Saving for a deposit is one of the biggest obstacles in getting onto the property ladder, but being aware of the many options available may help you to reach the sum you need
1. Fast-track your savings potential
Many young people understandably want to live independently from their parents as soon as possible, but forking out for a big rent bill every month doesn’t leave much money to save for a deposit.
According to Hamptons International’s Time to Save Index, released in 2016, moving back home could reduce the time it takes a single first-time buyer in England and Wales to save for a deposit from 13 years to nine years. Meanwhile, a couple moving back home could reduce the time taken to save up from three and a half years to 18 months.
2. Shared ownership schemes
If you're struggling to build up a deposit and to afford the mortgage on a whole property, you could buy just a portion. Shared ownership enables you to buy between 25% and 75% of a property from a housing association, and pay rent on the remainder. You'll still need a deposit, but the amount you have to save will be smaller, and in proportion with the amount you're buying. If you were planning to borrow a 90% mortgage on a 50% share of a £200,000 house, you'd have to put down a £10,000 deposit rather than the £20,000 you’d need if you were buying the whole property.
3. Regular savings
People find it hard to save. According to the Money Advice Service’s Savings evidence review, released in July 2017, four in 10 UK adults have less than £500 in savings to cover an unexpected bill. And, almost 75% of working-age people in the UK don't have a savings buffer equal to or exceeding three months’ worth of income.
You can make it easier to save by setting up a monthly standing order so your savings are transferred into your savings account as soon as your salary is paid. The best savings rates can be found in the money section of your newspaper, or on a financial product comparison website.
4. Get a government boost
The government offers two ISAs – tax-free savings accounts – designed to help you build up a deposit for your first home. Savings in a Help to Buy ISA are boosted by 25% with a bonus paid by the government. You can deposit a lump sum of up to £1,200 to start with, and then up to £200 a month in this type of ISA. To qualify for the minimum bonus of £400 you must save a minimum of £1,600, but you could benefit from the maximum bonus of £3,000 if you manage to save £12,000.

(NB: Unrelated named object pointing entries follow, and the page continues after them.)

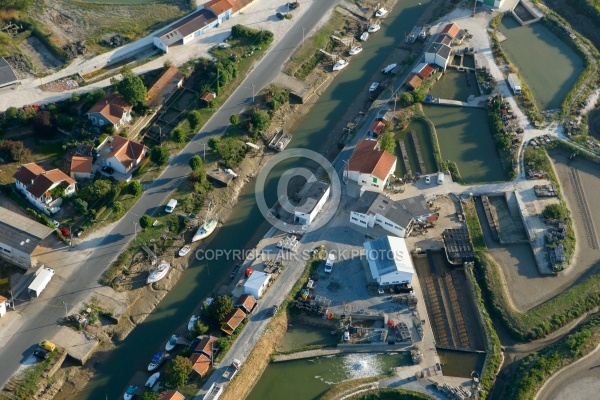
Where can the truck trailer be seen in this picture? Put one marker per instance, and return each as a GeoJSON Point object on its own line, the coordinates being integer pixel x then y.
{"type": "Point", "coordinates": [41, 281]}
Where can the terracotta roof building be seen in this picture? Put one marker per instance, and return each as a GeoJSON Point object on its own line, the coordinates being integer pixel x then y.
{"type": "Point", "coordinates": [206, 346]}
{"type": "Point", "coordinates": [451, 30]}
{"type": "Point", "coordinates": [246, 302]}
{"type": "Point", "coordinates": [39, 185]}
{"type": "Point", "coordinates": [125, 154]}
{"type": "Point", "coordinates": [200, 364]}
{"type": "Point", "coordinates": [164, 87]}
{"type": "Point", "coordinates": [370, 167]}
{"type": "Point", "coordinates": [233, 321]}
{"type": "Point", "coordinates": [81, 167]}
{"type": "Point", "coordinates": [413, 82]}
{"type": "Point", "coordinates": [112, 110]}
{"type": "Point", "coordinates": [172, 395]}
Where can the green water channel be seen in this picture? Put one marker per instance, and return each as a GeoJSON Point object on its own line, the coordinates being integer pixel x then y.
{"type": "Point", "coordinates": [547, 64]}
{"type": "Point", "coordinates": [465, 138]}
{"type": "Point", "coordinates": [247, 225]}
{"type": "Point", "coordinates": [424, 138]}
{"type": "Point", "coordinates": [310, 378]}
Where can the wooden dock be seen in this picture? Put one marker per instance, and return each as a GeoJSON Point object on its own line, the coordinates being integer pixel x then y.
{"type": "Point", "coordinates": [405, 157]}
{"type": "Point", "coordinates": [413, 134]}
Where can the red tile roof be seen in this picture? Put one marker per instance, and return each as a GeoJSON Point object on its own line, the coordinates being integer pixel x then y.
{"type": "Point", "coordinates": [172, 395]}
{"type": "Point", "coordinates": [233, 321]}
{"type": "Point", "coordinates": [413, 81]}
{"type": "Point", "coordinates": [200, 363]}
{"type": "Point", "coordinates": [43, 180]}
{"type": "Point", "coordinates": [125, 151]}
{"type": "Point", "coordinates": [426, 71]}
{"type": "Point", "coordinates": [81, 164]}
{"type": "Point", "coordinates": [368, 160]}
{"type": "Point", "coordinates": [172, 74]}
{"type": "Point", "coordinates": [451, 30]}
{"type": "Point", "coordinates": [206, 345]}
{"type": "Point", "coordinates": [219, 6]}
{"type": "Point", "coordinates": [111, 106]}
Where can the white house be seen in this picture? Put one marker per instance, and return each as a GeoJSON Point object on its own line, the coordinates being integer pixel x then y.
{"type": "Point", "coordinates": [257, 283]}
{"type": "Point", "coordinates": [311, 203]}
{"type": "Point", "coordinates": [396, 217]}
{"type": "Point", "coordinates": [111, 110]}
{"type": "Point", "coordinates": [438, 54]}
{"type": "Point", "coordinates": [389, 261]}
{"type": "Point", "coordinates": [370, 167]}
{"type": "Point", "coordinates": [3, 305]}
{"type": "Point", "coordinates": [44, 189]}
{"type": "Point", "coordinates": [19, 237]}
{"type": "Point", "coordinates": [124, 155]}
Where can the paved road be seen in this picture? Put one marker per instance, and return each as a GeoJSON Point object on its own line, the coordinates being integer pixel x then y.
{"type": "Point", "coordinates": [90, 258]}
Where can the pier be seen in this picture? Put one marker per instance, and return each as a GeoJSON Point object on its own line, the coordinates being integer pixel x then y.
{"type": "Point", "coordinates": [413, 134]}
{"type": "Point", "coordinates": [405, 157]}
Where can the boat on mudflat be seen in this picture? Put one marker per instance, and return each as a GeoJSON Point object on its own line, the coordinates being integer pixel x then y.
{"type": "Point", "coordinates": [159, 273]}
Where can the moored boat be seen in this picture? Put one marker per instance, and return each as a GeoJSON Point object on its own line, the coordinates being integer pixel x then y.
{"type": "Point", "coordinates": [156, 361]}
{"type": "Point", "coordinates": [355, 50]}
{"type": "Point", "coordinates": [158, 273]}
{"type": "Point", "coordinates": [184, 250]}
{"type": "Point", "coordinates": [206, 229]}
{"type": "Point", "coordinates": [340, 65]}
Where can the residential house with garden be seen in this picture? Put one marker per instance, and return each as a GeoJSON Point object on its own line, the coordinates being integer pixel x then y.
{"type": "Point", "coordinates": [111, 110]}
{"type": "Point", "coordinates": [44, 189]}
{"type": "Point", "coordinates": [124, 155]}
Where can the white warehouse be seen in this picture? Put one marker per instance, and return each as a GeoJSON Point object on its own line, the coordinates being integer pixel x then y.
{"type": "Point", "coordinates": [389, 261]}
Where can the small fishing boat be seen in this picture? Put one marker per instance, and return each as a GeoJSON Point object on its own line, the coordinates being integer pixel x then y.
{"type": "Point", "coordinates": [184, 250]}
{"type": "Point", "coordinates": [158, 273]}
{"type": "Point", "coordinates": [206, 229]}
{"type": "Point", "coordinates": [130, 392]}
{"type": "Point", "coordinates": [373, 28]}
{"type": "Point", "coordinates": [381, 12]}
{"type": "Point", "coordinates": [172, 343]}
{"type": "Point", "coordinates": [340, 65]}
{"type": "Point", "coordinates": [355, 50]}
{"type": "Point", "coordinates": [152, 380]}
{"type": "Point", "coordinates": [192, 322]}
{"type": "Point", "coordinates": [156, 361]}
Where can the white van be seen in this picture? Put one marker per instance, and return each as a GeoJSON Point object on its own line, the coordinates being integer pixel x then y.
{"type": "Point", "coordinates": [171, 206]}
{"type": "Point", "coordinates": [329, 263]}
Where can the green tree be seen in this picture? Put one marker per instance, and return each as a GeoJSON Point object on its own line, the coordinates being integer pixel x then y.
{"type": "Point", "coordinates": [178, 371]}
{"type": "Point", "coordinates": [178, 135]}
{"type": "Point", "coordinates": [150, 395]}
{"type": "Point", "coordinates": [196, 163]}
{"type": "Point", "coordinates": [406, 99]}
{"type": "Point", "coordinates": [160, 155]}
{"type": "Point", "coordinates": [135, 188]}
{"type": "Point", "coordinates": [199, 329]}
{"type": "Point", "coordinates": [146, 221]}
{"type": "Point", "coordinates": [117, 207]}
{"type": "Point", "coordinates": [221, 308]}
{"type": "Point", "coordinates": [554, 211]}
{"type": "Point", "coordinates": [194, 119]}
{"type": "Point", "coordinates": [132, 88]}
{"type": "Point", "coordinates": [387, 142]}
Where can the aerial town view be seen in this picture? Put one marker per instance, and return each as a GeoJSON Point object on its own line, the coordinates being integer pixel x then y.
{"type": "Point", "coordinates": [299, 199]}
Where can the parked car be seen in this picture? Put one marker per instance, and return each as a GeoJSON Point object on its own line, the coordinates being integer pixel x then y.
{"type": "Point", "coordinates": [47, 345]}
{"type": "Point", "coordinates": [41, 354]}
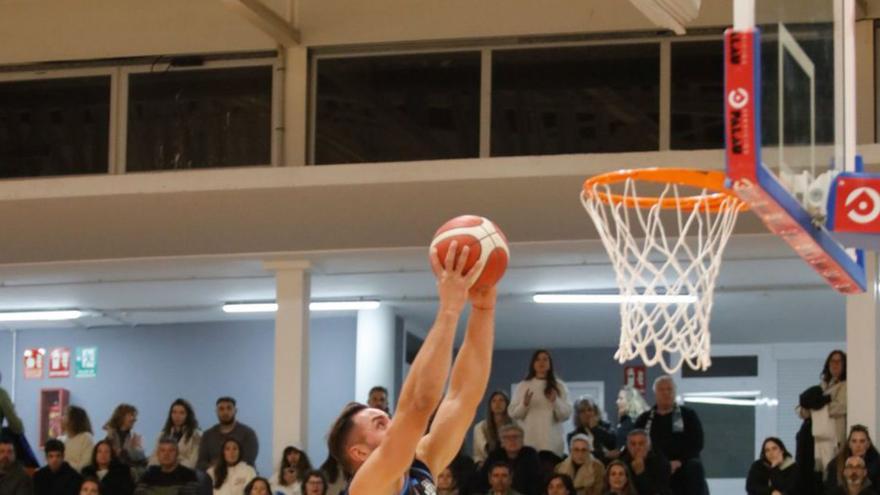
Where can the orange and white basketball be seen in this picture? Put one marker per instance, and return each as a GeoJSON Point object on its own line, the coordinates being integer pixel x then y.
{"type": "Point", "coordinates": [487, 244]}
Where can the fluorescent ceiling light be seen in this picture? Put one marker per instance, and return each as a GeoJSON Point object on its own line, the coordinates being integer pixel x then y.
{"type": "Point", "coordinates": [343, 305]}
{"type": "Point", "coordinates": [612, 299]}
{"type": "Point", "coordinates": [250, 308]}
{"type": "Point", "coordinates": [315, 306]}
{"type": "Point", "coordinates": [70, 314]}
{"type": "Point", "coordinates": [734, 393]}
{"type": "Point", "coordinates": [723, 401]}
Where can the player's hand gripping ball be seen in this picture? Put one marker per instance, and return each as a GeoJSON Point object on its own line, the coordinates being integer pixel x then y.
{"type": "Point", "coordinates": [486, 242]}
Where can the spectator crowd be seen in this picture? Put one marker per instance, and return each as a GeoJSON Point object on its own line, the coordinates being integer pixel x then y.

The Lifetime ISA (LISA) can be used for one of two purposes – buying your first home or saving for later life. Savings into this ISA also benefit from a 25% bonus from the government, and you can save up to £4,000 a year until you're 50. If you're considering this option it's good to act earlier rather than later, as you cannot open a LISA once you turn 40.
5. The bank of mum and dad
If the methods above aren’t feasible in the time you have, your parents might be able to help. If they don't want to give you an outright gift, they could lend the money to you, drawing up a contract setting out the terms for repayment and interest payable. Alternatively, they could act as mortgage guarantors, joint borrowers or offset their savings against your mortgage to reduce the amount of interest you have to pay every month.